On Ethics, the EDPB, Errors, and Endorsements
I share my thoughts on why we in the data protection and AI space should do better when it comes to content
Late in June, the European Data Protection Board published a press release on a recent crop of deliverables offered by the Support Pool of Experts (SPE). Here's Gwendal Le Grande's (now edited) announcement:
I was actually rather happy about this -- the EDPB is actually making greater use of the SPE pool and putting out some documents that might be relevant to the larger data protection community.* Rie Aleksandra Walle reminded us that of the 504 experts who made up the SPE pool, only 7 have received any work since the project was launched in February 2022. While this isn't great, this new batch of publications at least signaled progress.
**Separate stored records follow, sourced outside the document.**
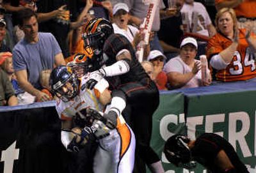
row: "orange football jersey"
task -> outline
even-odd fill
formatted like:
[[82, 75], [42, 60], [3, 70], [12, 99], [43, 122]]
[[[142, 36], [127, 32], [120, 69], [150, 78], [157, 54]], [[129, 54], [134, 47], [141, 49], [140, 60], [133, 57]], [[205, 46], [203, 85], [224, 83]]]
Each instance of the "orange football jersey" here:
[[[220, 33], [217, 33], [208, 42], [207, 54], [209, 61], [211, 57], [229, 47], [232, 41]], [[211, 66], [211, 65], [210, 65]], [[211, 66], [211, 68], [212, 68]], [[224, 70], [218, 70], [217, 80], [231, 82], [245, 80], [256, 77], [255, 62], [253, 53], [245, 39], [245, 30], [239, 32], [239, 41], [233, 59]]]
[[[223, 1], [229, 0], [215, 0], [215, 4], [217, 4]], [[237, 6], [234, 8], [237, 17], [244, 17], [249, 18], [256, 17], [256, 1], [244, 0], [244, 1]]]

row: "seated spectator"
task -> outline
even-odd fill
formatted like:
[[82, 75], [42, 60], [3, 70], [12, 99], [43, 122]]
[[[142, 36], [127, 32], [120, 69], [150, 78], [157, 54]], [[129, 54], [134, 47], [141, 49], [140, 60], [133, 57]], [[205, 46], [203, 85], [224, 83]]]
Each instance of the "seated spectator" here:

Some of you who have been following me for a bit may recall that I have been critical of the SPE program, and in particular, its substantial transparency problem. After well over a year of not hearing or seeing anything despite being a member of the support pool, I made an FOI request in October 2023, and that appears to have led to an improvement in transparency and use of the expert pool since. This included publication of written expert materials, a SPE webinar, and an update on the SPE program generally. All coincidence, no doubt.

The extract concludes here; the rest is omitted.